Nel salutare gli intervenuti il presidente, Edoardo Patriarca, ha ricordato la data fondamentale del 1984, in cui Maria Eletta Martini fondava il Centro nazionale per il Volontariato: “Anni ricchi di elaborazioni culturale, di pensieri per il futuro, di nuove forme di cittadinanza che da lì a poco sarebbero stati noti come volontariato. Anche allora l’Italia usciva da un momento difficile, da uno scontro politico, anche armato, che l’avevano rattrappita e impaurita. L’unica declinazione di cittadinanza riconosciuta era la militanza in partiti e nei movimenti politici. In quegli anni un gruppo di persone con tanta lungimiranza, e forse senza immaginare l’evoluzione inaspettata che avrebbe assunto il movimento di volontariato, ridefiniva la cittadinanza per il bene comune: un darsi da fare concreto, una solidarietà non classista,  ma alla ricerca di vie per includere i cittadini esclusi alla res-publica… Mi piace così ricordare Maria Eletta: una parlamentare con un passo sempre avanti su tante questioni che oggi appaiono ancora di grande attualità”.

Mons. Giuseppe Pasini ha sottolineato lo stile: “Maria Eletta Martini era una donna che cercava di incarnare i suoi valori, attenta ai segni dei tempi. Credo che il modo migliore per ricordarla sia di non chiudersi nella memoria del passato, ma partire da dove lei era arrivata per proporre qualcosa per il presente e per il futuro. Era una credente attiva che ha testimoniato la propria fede e le proprie convinzioni nella politica e nel volontariato. Era una donna preoccupata più di aprire ponti che di alzare barricate. Non è esagerato affermare che la ripetuta riconferma dei suoi incarichi fosse il riconoscimento che ha svolto i suoi mandati parlamentari come servizio e non come privilegio… Dei suoi tanti valori ne sintetizzo uno in questa frase: Non si opera giustizia senza parteggiare per gli ultimi”.

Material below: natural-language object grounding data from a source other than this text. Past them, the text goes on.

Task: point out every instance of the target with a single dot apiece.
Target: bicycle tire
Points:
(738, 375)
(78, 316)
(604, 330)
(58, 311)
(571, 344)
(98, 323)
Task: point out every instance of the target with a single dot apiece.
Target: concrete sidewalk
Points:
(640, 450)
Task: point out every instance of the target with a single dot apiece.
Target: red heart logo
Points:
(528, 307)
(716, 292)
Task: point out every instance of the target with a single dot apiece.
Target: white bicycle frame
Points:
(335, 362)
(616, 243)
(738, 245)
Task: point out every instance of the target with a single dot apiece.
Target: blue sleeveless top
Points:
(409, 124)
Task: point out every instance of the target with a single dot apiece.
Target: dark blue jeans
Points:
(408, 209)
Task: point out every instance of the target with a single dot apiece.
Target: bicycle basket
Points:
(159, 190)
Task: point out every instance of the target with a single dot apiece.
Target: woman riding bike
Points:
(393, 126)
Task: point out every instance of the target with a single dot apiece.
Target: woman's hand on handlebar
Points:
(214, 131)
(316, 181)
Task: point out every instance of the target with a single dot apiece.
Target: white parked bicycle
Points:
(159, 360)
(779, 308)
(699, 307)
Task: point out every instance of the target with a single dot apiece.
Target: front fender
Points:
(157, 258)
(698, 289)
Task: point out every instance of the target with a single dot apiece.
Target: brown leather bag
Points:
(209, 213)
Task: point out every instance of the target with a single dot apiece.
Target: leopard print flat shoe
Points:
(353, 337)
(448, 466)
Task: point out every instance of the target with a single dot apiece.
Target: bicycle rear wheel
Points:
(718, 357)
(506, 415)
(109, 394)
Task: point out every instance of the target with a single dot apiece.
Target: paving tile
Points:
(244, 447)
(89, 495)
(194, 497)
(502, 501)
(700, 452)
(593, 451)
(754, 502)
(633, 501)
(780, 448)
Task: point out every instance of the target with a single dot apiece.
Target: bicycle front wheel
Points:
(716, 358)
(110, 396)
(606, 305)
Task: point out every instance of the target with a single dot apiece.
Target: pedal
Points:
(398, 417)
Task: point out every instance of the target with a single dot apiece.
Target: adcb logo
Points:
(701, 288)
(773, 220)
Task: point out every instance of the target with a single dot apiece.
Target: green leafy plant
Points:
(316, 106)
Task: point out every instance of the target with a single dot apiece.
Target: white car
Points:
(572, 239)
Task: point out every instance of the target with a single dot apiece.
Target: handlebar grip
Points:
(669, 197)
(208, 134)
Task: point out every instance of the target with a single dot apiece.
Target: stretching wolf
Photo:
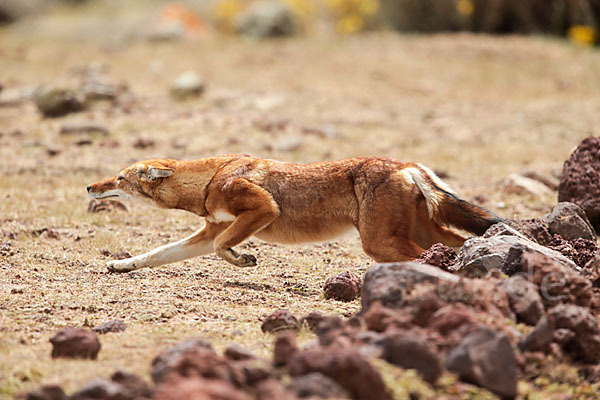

Il giurista, prof. Nicolò Lipari, ha fatto alcuni riferimenti precisi all’attualità sociale e politica: “Se oggi vogliamo davvero proiettare nel futuro il ricordo di Maria Eletta Martini è necessario chiederci quale possa essere la scommessa vincente del volontariato italiano negli anni difficili che ci attendono e come possa svincolarsi dalla crisi in cui versa il sistema politico a tutti i livelli. La mia proposta è questa: è necessario passare dalla doverosità del gratuito alla gratuità del doveroso…  Il volontariato non costituisce una materia ma un modo di essere della persone. Il volontariato non può non qualificare l’atto doveroso e ogni relazione misurata al diritto suppone una componente di gratuità. Credo che il volontariato, se non vuole limitarsi ad essere alibi dell’esistente, ma vuole essere lievito del cambiamento dovrà cambiare questo paradigma”.